Jack Christensen has had a long railroad career.  He began as an engine wiper for the Northern Pacific Railway in the Auburn roundhouse.  He first operated a steam locomotive on Christmas Eve 1943 when he was just 16 years old.  16?  Yes, apparently the locomotive engineer called for the Auburn yard had been at a party and wasn't fit for duty.  During WW II there were labor shortages everywhere and Jack was the only person fit and available to run a locomotive.  So with a little encouragement and guidance, he was called upon to run a switcher in the Auburn Yard for several hours.  Jack went on to experience a long career with the Northern Pacific Railway, the Burlington Northern Railroad, and then the BNSF Railway, as a fireman, engineer, road foreman, and more.  He retired in 1999.  Along the way he became an accomplished artist.
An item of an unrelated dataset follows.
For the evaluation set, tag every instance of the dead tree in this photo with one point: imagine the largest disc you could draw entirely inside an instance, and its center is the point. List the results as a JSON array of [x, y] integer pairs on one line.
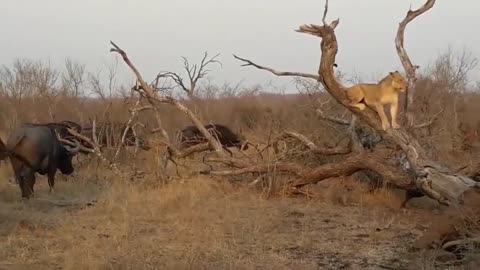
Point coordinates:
[[410, 69], [154, 99], [431, 178], [194, 72]]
Walla Walla Valley Railway 770  
as the King Street switcher in the
For more than 20 years, Jack has been painting the annual greeting card for the Northwest Railway Museum.  (This year, members received a greeting card featuring Jack's painting of the 770.  This locomotive is in the Museum's collection and moved to Snoqualmie in November 2021.)  The Snoqualmie Depot, 924, the rotary snowplow, and many other artifacts have become the subject   of Jack's many carefully researched works of art. 

Jack and Mary on the 
deck of 924.
Jack remains active in the Northern Pacific Railway Historical Association, and has been closely following the Northwest Railway Museum's restoration of steam locomotive 924.  During Santa Train 2021 Jack got a little surprise: he had an opportunity to see the 924 operate.  It was a damp December morning when his daughter Mary - herself an accomplished museum professional at the Museum of Flight in Seattle - drove Jack to Snoqualmie to see the 924 under steam.  It had been a few decades since Jack had been on a "hot" steam locomotive, but when he was invited to board the 924, this spry 95-year-old was up the ladder like a new hire.

Jack on the right side of
the cab, where he belongs! 
Jack enjoyed seeing and hearing the 924 "bake a cake" and when he was invited to engineer the 924 into the siding, he lit up and quickly made his way into the cab.  A few minutes later, he had the Johnson bar in position, the cylinder cocks open, and the throttle slowly admitting steam to the cylinders.  The 924 quickly sprung to life and an unmistakable grin appeared on Jack's face.  How many people in the world today can say their steam experience spans nearly 80 years?

Enjoying the moment.
Mr. Christensen: thank you for all the beautiful artwork that has raised awareness about the 924 project, supported ongoing fundraising, and given enjoyment to thousands.  Merry Christmas, Jack!


David said...

Wow! 95 years old and still in he lives and loves trains! Nice story! Take Care, Big Daddy Dave

Sierra said...

We got the greeting card in the mail and my 6 year old son has it proudly displayed in his room. His favorite is currently the switcher. Thank you so much.

Unknown said...

I love this! I'm happy to have come across this great story. Thank Jack, you made me smile today!